Data exploration in R with Tidyverse dplyr – part 2 – 10 examples

Iris flower measurements of sepals and petals
The iris dataset has measures of width and length for petal and sepal of 3 iris species.

Summary

Part 1 (Sgro (2023)) : was a general overview of the dplyr package for data exploration and manipulation to summarize or extract information from tabular data.
Part 2: (This post) provides worked examples while learning Rmarkdown.

The 10 `dplyr` examples cover the topics in the list below. An 11th example was added to show that plots are automatically embedded within the output of an Rmarkdown document.

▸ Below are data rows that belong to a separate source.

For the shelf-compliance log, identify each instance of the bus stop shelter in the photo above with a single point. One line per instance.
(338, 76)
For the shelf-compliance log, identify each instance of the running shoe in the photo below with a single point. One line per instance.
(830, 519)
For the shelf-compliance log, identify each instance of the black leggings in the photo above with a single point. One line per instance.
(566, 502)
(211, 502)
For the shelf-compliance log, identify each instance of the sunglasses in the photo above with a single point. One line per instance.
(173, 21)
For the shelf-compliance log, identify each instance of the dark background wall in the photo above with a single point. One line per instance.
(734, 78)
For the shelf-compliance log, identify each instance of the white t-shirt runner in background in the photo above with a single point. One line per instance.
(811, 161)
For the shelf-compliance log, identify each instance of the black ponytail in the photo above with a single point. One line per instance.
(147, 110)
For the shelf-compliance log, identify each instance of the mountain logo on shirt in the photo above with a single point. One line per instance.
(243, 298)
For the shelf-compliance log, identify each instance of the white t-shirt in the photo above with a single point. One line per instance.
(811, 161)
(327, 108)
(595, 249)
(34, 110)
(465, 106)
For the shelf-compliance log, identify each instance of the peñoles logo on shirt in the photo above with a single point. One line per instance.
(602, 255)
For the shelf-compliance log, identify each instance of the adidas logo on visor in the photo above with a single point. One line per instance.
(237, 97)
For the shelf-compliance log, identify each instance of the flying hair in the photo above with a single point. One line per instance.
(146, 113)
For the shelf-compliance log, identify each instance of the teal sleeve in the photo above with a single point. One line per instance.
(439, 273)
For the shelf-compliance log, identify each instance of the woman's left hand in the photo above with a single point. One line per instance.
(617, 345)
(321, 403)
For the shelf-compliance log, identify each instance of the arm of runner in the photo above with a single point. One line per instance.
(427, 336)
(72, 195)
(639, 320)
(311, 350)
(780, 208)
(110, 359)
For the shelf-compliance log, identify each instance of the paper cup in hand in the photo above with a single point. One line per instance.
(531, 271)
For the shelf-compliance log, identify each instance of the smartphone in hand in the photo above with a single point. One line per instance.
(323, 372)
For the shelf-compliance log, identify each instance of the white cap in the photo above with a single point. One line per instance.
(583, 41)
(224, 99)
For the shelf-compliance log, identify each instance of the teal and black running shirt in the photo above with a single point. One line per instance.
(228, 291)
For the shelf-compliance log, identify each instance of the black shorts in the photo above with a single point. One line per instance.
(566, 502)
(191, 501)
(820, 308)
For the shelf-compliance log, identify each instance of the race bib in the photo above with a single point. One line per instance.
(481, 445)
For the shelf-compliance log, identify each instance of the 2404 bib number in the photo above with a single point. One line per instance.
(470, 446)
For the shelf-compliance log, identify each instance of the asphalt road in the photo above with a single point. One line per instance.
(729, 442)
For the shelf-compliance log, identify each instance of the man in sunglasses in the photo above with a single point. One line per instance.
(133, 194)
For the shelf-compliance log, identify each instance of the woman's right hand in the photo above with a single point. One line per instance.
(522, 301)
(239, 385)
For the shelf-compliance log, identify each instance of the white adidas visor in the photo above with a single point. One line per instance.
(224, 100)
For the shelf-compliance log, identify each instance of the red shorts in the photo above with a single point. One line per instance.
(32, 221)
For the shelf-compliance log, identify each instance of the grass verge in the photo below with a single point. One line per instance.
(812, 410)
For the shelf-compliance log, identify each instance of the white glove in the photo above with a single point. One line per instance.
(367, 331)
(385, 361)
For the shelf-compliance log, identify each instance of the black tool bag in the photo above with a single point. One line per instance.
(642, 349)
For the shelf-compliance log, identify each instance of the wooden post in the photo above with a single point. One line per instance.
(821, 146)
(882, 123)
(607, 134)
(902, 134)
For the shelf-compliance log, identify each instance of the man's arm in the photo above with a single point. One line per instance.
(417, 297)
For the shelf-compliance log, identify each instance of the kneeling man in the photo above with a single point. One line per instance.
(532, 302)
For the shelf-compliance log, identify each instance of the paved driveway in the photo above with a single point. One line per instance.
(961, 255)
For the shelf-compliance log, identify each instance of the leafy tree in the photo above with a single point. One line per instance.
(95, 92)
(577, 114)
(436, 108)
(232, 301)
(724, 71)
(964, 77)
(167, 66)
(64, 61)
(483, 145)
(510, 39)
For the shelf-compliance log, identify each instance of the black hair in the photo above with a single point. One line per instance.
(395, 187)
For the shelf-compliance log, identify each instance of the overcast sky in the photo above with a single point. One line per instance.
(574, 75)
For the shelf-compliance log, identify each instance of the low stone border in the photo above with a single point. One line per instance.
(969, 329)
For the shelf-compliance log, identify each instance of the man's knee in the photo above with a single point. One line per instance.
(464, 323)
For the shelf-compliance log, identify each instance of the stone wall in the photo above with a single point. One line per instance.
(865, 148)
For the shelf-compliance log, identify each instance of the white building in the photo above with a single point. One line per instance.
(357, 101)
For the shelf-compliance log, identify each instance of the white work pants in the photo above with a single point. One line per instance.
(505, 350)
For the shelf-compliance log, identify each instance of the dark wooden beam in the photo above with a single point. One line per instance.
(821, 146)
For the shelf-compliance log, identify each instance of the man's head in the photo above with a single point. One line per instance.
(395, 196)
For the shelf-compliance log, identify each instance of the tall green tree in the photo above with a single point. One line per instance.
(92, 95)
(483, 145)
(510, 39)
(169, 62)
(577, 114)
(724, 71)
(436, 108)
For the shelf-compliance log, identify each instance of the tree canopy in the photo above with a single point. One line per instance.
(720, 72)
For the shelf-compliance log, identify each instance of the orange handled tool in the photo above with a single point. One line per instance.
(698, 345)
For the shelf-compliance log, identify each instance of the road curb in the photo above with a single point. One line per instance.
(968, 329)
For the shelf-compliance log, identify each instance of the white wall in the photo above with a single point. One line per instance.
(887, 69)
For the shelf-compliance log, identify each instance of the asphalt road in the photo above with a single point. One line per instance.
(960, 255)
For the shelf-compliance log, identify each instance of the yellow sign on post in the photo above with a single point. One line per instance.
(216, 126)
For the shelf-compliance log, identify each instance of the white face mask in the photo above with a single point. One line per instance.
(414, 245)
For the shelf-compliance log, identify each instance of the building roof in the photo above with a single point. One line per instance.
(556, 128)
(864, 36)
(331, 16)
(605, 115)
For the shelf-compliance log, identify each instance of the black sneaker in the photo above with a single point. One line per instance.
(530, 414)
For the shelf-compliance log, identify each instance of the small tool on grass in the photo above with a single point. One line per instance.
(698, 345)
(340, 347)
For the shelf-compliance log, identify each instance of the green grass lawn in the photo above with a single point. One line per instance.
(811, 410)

1. Summarize multiple columns
2. Select files with maximum values in each group
3. Apply a function to each tab file
4. Frequencies / relative proportions
5. Remove duplicate files
6. Change the number of variables
7. Select complete cases
8. Add multiple threads/columns
9. Count the number of cases or sons
10. Count the number of cases or single files (with NAs)
11. embed a plot

1 Motivation

This article had a triple motivation:

  1. This is “Part 2” of an overview of the dplyr Tidyverse R package which presents short worked out examples.
  2. A documentation reflecting learning markdown and Rmarkdown in class (see below.)
  3. Updating the %>% pipe to the newer R-base pipe |>. However, this provided new challenges.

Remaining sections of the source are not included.